While the development of FXR agonists has successfully translated the therapeutic promise of FXR for cholestatic and metabolic diseases into clinical reality, their clinical translation is hampered by significant dose-limiting systemic side effects. Given FXR's central role in metabolic regulation, agonist development has intensified since the discovery of GW4064 (∼2000) [13,14]. After two decades of research, multiple clinically advanced FXR agonists have emerged. Obeticholic acid (OCA, 1), the first FXR agonist approved for PBC treatment, established a novel therapeutic paradigm for bile acid disorders and became the first drug to enter Phase III trials for NASH [15,16] (Fig. 1A). Beyond bile acid derivatives (exemplified by OCA), structurally diverse agonists have progressed to clinical studies. Nevertheless, clinical application of FXR agonists faces significant challenges [17]. Despite well-defined mechanisms, systemic activation often causes dose-dependent adverse effects (such as pruritus, dyslipidemia, and drug-induced liver injury), limiting their long-term utility. Future efforts should prioritize developing tissue-selective agonists to improve therapeutic indices.
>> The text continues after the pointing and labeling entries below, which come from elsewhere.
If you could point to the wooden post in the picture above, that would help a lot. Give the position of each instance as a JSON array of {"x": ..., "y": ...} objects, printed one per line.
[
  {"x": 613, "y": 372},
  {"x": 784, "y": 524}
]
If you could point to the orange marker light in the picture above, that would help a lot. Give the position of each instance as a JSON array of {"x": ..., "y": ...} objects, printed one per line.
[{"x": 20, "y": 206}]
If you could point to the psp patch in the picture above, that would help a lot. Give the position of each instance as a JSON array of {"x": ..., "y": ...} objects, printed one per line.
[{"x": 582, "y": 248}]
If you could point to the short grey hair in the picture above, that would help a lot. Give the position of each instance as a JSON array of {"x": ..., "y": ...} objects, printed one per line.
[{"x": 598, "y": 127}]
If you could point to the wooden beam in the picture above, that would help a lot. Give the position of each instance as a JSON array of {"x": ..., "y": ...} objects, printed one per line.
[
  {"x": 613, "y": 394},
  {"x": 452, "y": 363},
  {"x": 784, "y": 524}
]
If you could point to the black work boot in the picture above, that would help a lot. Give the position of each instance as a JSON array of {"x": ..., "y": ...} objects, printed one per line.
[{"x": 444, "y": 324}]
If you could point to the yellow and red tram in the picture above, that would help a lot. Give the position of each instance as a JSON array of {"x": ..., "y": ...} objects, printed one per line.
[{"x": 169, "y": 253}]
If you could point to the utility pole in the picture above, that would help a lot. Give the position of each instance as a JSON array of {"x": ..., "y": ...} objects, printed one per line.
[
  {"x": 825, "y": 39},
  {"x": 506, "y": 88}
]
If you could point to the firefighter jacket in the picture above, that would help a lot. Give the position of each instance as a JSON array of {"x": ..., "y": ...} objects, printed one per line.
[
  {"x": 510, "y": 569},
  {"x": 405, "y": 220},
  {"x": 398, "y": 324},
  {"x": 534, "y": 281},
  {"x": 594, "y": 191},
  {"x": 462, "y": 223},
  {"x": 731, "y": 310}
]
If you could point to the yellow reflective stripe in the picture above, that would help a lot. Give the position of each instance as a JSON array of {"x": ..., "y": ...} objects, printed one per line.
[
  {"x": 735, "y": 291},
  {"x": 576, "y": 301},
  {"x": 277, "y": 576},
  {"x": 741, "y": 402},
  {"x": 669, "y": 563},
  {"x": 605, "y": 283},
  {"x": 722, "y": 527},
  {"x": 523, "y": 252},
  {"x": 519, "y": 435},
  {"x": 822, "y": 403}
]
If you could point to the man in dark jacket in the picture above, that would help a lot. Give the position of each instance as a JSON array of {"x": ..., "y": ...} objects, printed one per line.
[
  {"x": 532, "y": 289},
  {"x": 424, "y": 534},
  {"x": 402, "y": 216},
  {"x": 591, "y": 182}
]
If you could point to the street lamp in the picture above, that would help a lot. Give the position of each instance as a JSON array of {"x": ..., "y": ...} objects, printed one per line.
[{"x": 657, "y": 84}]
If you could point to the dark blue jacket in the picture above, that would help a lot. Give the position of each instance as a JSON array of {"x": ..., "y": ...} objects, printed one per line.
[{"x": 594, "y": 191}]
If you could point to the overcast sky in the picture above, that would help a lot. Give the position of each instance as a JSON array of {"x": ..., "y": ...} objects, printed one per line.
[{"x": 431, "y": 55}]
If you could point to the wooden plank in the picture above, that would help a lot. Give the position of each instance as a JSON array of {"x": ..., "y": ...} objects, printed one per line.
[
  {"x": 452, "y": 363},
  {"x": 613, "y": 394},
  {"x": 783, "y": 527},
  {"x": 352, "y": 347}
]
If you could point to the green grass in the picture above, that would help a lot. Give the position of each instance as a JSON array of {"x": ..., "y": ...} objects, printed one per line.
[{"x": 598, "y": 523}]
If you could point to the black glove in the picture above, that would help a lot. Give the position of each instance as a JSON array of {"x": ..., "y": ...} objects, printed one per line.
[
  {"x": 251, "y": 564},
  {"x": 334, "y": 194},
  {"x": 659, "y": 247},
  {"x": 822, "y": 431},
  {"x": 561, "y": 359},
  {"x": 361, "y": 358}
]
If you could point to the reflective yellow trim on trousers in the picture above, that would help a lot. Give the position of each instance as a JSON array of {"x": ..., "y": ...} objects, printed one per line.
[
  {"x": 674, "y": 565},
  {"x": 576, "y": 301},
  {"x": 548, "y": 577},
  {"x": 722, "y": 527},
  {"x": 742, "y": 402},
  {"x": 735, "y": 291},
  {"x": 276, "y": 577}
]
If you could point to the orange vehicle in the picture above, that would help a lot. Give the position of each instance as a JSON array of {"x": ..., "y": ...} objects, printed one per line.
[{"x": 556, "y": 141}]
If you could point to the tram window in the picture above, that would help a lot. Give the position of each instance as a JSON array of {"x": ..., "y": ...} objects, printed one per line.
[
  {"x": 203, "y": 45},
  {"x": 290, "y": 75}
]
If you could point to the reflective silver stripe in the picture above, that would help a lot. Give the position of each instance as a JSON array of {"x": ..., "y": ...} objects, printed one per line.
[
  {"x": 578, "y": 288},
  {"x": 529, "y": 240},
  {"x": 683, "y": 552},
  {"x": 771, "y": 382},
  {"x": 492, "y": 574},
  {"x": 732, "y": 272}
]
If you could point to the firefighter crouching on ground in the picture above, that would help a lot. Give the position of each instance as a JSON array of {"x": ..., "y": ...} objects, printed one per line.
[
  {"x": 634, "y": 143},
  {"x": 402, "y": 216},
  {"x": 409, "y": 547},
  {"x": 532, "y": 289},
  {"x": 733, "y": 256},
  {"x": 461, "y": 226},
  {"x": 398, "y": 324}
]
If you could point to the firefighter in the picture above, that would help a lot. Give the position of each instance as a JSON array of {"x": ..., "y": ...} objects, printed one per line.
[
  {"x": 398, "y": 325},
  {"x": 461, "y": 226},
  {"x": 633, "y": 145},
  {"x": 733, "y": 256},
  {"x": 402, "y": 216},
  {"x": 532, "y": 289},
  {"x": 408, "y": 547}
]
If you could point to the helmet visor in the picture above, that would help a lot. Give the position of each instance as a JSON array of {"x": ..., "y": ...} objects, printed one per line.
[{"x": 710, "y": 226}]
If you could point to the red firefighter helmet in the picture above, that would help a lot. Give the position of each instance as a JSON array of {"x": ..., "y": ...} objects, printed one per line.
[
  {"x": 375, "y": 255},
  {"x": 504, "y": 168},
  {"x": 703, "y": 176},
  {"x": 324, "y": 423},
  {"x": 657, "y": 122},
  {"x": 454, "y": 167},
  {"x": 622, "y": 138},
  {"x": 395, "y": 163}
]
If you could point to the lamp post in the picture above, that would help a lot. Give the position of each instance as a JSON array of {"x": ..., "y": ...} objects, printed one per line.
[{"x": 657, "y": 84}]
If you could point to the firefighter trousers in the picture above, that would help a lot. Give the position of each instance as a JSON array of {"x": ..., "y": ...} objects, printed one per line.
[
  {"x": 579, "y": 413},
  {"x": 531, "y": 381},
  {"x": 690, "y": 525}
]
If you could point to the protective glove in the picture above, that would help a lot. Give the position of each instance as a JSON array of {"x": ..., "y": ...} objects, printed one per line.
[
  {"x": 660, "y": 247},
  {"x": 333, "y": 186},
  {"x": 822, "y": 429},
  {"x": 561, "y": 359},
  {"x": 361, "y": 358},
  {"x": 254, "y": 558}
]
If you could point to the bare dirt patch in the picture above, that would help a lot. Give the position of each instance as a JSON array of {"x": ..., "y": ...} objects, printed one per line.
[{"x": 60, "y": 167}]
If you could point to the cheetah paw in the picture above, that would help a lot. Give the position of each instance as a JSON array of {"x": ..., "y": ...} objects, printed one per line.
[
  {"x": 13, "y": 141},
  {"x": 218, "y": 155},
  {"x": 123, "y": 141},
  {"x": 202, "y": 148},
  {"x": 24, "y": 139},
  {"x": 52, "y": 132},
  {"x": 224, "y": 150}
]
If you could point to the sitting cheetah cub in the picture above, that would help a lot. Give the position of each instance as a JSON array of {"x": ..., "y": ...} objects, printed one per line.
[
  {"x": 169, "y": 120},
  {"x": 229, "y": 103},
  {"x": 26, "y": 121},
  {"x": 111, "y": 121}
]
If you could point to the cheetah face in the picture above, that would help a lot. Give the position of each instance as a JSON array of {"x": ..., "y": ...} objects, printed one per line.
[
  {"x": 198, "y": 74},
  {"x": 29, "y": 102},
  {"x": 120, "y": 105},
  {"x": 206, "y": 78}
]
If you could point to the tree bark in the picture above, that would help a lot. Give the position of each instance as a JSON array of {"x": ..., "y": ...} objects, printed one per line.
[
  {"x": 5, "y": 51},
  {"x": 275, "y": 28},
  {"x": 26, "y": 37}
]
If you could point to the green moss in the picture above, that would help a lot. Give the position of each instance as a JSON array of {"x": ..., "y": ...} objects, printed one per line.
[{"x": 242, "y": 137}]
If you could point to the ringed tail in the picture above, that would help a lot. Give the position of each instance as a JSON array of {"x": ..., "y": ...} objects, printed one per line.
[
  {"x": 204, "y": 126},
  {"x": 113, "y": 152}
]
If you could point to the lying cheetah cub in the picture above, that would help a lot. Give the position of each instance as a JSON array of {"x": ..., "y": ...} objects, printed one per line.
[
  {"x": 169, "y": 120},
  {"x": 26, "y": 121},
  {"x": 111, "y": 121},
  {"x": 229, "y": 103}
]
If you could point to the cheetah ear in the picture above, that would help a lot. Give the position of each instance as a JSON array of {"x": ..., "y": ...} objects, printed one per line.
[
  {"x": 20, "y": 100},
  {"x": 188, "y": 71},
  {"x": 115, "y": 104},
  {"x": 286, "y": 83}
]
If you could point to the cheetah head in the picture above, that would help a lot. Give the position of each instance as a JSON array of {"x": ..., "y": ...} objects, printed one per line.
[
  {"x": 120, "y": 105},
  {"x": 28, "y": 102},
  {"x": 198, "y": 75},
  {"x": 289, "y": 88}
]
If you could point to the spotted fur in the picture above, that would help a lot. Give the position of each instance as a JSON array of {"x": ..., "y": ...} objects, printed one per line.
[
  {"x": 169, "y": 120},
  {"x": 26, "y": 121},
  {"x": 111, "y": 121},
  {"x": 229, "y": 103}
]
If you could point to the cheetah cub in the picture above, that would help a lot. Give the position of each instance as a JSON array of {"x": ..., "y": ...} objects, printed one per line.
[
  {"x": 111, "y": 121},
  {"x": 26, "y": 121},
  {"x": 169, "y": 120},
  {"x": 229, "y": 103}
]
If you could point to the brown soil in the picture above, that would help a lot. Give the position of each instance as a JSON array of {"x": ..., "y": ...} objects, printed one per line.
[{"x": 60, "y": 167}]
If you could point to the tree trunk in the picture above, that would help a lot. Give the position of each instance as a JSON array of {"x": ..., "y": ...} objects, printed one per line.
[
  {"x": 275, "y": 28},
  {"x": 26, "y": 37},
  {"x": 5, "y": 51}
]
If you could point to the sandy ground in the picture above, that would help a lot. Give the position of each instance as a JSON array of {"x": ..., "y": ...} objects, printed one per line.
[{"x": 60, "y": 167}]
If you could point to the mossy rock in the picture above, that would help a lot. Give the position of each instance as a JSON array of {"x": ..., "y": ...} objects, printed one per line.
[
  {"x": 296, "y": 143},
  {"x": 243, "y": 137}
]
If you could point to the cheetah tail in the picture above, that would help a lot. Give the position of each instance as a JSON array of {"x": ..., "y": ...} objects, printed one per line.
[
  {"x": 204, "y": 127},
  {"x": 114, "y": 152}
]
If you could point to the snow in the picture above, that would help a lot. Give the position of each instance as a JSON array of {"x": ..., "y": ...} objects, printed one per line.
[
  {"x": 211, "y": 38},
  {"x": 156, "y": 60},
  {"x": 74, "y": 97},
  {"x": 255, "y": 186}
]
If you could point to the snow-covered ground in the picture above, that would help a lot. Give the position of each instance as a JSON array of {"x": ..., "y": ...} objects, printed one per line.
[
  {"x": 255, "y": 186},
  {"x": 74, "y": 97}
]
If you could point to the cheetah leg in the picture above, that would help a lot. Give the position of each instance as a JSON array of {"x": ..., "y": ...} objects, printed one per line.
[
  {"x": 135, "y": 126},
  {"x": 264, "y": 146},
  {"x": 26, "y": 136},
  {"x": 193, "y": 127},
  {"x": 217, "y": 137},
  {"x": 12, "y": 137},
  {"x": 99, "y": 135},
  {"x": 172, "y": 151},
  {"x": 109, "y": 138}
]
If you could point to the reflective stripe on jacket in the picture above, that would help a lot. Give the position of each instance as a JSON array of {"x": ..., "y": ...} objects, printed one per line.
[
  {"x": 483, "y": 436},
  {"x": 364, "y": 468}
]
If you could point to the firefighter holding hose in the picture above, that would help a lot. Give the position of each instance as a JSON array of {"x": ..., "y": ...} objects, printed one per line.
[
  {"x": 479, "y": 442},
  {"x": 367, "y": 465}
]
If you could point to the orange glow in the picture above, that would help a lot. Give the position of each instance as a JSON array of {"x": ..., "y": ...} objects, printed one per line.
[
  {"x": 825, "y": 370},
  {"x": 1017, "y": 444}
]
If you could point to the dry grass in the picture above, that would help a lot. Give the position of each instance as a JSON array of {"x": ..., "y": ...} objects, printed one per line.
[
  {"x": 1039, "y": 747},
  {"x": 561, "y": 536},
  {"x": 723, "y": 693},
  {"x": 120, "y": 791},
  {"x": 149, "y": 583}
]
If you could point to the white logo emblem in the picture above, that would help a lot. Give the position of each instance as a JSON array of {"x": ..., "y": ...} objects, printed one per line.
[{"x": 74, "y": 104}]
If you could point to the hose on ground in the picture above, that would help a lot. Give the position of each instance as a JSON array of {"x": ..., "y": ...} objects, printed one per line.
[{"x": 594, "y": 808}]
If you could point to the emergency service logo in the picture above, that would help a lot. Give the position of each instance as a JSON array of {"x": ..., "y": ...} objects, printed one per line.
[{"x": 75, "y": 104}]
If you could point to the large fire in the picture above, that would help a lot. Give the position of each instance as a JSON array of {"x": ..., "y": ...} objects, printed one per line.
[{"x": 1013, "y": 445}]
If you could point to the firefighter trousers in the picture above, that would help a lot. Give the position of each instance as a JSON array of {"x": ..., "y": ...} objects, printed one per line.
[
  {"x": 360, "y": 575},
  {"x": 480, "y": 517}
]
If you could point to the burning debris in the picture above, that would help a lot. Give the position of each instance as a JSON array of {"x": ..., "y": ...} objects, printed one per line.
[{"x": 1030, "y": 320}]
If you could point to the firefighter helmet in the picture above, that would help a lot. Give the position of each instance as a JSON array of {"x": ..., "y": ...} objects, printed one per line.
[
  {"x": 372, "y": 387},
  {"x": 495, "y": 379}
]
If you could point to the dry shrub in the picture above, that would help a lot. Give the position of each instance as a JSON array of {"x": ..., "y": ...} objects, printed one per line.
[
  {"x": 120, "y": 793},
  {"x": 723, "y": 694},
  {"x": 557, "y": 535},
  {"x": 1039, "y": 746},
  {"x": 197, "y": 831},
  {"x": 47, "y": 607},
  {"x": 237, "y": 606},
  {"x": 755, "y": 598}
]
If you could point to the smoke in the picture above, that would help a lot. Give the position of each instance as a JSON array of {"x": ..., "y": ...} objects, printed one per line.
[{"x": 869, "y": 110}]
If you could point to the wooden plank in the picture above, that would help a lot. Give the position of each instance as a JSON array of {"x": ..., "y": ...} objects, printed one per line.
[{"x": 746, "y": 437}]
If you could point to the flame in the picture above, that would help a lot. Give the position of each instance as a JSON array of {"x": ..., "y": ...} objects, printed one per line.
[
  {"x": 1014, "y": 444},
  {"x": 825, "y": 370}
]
This review comprehensively examines FXR's structural biology and physiological functions, delineates its pathophysiological roles, and analyzes the design strategies, structure-activity relationships, and biological evaluation of FXR agonists. Current limitations are discussed, and future research directions are proposed to advance next-generation FXR-targeted therapeutics.